OCR and Scanned PDFs: How Text Recognition Works in the Browser

What is a Scanned PDF?

A scanned PDF is created when a physical document — such as a letter, a contract, or an archive document — is scanned with a scanner and saved as a PDF file. Unlike a “born-digital” PDF created directly in Word or InDesign, a scanned PDF contains no machine-readable text — only an image layer.

This means you cannot select, search, or copy text from the document in the usual way. For assistive technologies like screen readers, the document appears as a blank page. This is where OCR technology comes in.

What is OCR?

OCR is an abbreviation for Optical Character Recognition. The technology analyses an image and attempts to identify the characters and words displayed. Modern OCR systems use machine learning and neural networks to achieve high accuracy, even with varying fonts, text directions, and backgrounds.

OCR is not perfect. Accuracy depends on scan quality, font type, document age, and layout complexity. A clear, well-lit scan of a modern document with standard typefaces can achieve an accuracy rate of over 99% — while handwritten documents, faxes, or low-resolution scans can produce significantly worse results.

Open Source OCR Directly in the Browser

PDFAccess uses an open-source OCR engine that runs directly in your browser via WebAssembly. No data is sent to a server — all processing happens locally on your device.

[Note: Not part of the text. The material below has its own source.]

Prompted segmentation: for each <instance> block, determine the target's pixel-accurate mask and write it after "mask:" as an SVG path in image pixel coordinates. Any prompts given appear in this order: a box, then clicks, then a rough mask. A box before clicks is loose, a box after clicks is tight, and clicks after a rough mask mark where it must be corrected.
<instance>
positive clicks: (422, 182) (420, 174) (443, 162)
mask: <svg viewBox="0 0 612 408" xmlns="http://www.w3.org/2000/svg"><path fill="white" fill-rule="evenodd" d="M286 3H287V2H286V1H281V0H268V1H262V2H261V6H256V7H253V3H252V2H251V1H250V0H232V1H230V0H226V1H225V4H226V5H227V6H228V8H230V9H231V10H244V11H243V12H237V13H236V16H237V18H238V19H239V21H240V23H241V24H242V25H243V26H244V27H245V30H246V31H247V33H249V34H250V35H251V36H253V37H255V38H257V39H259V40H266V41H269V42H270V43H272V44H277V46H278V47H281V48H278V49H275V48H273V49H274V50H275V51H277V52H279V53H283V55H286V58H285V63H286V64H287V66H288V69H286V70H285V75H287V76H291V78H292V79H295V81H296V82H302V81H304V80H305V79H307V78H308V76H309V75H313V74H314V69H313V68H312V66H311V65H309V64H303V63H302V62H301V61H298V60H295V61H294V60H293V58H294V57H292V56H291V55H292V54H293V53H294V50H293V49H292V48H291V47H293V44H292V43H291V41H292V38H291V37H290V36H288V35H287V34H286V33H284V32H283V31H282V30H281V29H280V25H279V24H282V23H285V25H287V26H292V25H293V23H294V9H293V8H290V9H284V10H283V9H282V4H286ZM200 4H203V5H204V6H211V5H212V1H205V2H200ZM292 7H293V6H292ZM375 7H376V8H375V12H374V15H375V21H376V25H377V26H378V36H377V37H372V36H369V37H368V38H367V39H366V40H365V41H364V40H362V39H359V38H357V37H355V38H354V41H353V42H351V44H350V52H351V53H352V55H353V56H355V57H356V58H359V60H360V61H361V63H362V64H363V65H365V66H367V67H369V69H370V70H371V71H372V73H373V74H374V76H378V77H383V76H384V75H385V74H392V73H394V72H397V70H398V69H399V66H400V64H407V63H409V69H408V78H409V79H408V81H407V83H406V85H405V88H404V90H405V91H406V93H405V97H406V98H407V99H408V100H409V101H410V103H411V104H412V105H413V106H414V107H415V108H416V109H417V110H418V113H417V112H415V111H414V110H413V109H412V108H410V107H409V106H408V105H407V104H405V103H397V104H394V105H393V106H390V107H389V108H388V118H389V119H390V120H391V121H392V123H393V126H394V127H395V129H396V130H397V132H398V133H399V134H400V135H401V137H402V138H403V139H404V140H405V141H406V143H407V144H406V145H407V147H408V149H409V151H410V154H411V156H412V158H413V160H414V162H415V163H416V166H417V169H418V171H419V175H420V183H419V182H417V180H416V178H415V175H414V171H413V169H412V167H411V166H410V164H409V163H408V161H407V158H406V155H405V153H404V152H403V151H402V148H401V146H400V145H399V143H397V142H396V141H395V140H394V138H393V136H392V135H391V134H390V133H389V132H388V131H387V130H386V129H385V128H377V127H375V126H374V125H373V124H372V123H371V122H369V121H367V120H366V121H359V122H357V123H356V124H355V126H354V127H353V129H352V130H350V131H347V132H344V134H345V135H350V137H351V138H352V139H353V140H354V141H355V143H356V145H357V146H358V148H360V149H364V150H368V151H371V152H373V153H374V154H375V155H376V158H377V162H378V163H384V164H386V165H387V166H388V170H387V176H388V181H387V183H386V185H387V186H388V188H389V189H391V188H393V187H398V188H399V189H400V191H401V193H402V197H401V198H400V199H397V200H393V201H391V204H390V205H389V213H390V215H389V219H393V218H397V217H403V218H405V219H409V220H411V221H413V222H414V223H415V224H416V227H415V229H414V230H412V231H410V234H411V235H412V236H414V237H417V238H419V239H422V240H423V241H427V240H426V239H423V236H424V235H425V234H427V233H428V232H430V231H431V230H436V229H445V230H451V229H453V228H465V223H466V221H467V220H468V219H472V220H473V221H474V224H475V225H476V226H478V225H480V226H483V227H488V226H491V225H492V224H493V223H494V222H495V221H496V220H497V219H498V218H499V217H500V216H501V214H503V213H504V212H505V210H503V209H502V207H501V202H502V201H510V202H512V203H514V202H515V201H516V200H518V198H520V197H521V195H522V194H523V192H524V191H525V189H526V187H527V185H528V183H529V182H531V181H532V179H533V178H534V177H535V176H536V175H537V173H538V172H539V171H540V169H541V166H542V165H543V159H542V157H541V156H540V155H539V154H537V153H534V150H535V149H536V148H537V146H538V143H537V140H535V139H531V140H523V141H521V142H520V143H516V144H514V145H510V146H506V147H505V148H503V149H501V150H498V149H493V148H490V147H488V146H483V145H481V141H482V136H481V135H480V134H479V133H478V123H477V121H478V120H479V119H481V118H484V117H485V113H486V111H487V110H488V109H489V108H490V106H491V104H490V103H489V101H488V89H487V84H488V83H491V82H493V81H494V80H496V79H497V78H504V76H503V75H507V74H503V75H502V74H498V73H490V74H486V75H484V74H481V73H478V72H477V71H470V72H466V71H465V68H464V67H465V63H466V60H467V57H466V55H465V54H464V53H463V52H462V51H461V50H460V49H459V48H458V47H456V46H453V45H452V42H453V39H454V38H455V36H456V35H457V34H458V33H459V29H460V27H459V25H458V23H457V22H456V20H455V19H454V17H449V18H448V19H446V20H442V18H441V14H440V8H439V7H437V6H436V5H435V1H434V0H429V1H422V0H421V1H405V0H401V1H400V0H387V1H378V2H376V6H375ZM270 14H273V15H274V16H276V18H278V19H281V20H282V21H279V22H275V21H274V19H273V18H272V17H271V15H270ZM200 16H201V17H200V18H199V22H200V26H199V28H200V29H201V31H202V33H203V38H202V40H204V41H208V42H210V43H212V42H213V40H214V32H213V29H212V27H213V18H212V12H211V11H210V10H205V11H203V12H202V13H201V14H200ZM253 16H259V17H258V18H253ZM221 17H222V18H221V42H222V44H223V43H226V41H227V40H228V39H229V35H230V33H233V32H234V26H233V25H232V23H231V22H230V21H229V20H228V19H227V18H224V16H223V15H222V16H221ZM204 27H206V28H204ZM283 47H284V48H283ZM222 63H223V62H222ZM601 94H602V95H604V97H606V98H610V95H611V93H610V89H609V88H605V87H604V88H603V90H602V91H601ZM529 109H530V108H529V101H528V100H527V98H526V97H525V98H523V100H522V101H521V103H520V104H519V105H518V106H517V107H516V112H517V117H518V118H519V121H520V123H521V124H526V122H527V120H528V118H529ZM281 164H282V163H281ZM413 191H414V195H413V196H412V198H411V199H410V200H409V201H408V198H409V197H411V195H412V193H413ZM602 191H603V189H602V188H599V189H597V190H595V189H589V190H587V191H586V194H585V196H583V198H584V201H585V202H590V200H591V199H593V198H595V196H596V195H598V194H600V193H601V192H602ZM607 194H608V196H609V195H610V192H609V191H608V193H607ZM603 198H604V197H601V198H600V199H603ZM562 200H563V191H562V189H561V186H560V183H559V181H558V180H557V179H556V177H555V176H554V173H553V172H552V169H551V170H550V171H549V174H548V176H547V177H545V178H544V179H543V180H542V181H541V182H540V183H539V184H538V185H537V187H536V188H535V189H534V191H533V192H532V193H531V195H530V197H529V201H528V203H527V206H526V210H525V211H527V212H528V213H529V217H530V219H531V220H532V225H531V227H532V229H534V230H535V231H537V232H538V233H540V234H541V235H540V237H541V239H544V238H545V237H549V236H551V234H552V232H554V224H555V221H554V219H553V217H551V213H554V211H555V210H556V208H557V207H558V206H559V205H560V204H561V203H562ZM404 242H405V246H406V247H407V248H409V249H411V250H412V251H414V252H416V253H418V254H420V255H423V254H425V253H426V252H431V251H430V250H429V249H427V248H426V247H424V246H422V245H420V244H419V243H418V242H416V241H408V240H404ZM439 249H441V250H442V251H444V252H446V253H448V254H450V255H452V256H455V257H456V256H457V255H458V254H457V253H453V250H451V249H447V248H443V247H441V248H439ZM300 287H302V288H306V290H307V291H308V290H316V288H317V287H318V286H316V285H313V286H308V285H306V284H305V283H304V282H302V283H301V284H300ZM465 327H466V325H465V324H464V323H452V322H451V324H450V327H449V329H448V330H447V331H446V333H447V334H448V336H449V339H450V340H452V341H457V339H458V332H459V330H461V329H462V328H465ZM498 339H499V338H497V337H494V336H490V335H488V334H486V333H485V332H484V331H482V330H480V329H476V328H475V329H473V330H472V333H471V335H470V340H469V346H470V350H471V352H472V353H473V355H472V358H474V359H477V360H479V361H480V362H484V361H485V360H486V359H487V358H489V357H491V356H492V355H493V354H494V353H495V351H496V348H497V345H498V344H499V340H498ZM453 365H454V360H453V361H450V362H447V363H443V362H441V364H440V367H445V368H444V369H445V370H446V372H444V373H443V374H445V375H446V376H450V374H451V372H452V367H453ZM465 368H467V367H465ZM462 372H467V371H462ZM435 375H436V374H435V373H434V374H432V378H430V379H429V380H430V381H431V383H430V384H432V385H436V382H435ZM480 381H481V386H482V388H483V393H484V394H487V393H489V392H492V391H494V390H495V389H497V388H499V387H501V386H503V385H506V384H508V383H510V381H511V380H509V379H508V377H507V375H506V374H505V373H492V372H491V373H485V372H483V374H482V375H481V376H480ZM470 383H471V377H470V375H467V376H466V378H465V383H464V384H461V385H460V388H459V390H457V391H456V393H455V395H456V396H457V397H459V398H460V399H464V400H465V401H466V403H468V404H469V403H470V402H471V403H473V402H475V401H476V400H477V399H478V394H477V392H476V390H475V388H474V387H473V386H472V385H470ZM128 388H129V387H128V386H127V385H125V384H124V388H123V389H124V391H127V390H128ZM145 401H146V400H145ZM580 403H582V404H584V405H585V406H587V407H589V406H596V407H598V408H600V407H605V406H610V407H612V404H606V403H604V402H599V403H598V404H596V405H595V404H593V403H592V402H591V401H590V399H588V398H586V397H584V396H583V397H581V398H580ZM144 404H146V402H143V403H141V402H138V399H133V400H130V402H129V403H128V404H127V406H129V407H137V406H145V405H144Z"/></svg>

Factors Affecting OCR Accuracy

The accuracy of OCR results depends on a number of factors that are useful to understand when working with scanned documents:

Scan resolution: A minimum of 300 DPI is recommended for good OCR. Lower resolution makes recognition conditions more difficult.
Contrast and lighting: Even lighting without shadows and good contrast between text and background gives the best results.
Font type: Standard fonts such as Times New Roman and Arial are recognised better than decorative or handwritten typefaces.
Document age and condition: Older documents with yellowed pages, ink bleed, or tears present greater challenges.
Language model: The OCR engine must use the correct language model for optimal accuracy. PDFAccess supports Danish and English.

Multilingual OCR and Danish Document Processing

Danish is a relatively complex language for OCR, particularly due to the special characters æ, ø, and å. PDFAccess’s OCR engine includes a dedicated Danish language model trained on large amounts of Danish text and handles these special characters correctly.

PDFAccess automatically downloads the required language model the first time the OCR function is used. The model is approximately 10 MB and is needed for correct recognition of Danish text. On subsequent use, the model is cached in the browser and does not need to be downloaded again.

Practical Tips for Better OCR Results

If you want to improve the quality of OCR output from your scanned documents, here are the most important recommendations:

Scan at a minimum of 300 DPI — preferably 400-600 DPI for documents with fine print.
Use black/white or greyscale scanning rather than colour, unless the document contains important colour information.
Avoid scanning at angles — the document should lie flat and straight.
Clean the scanner glass regularly to remove dust and fingerprints.
Consider rescanning documents with low DPI if OCR results are poor.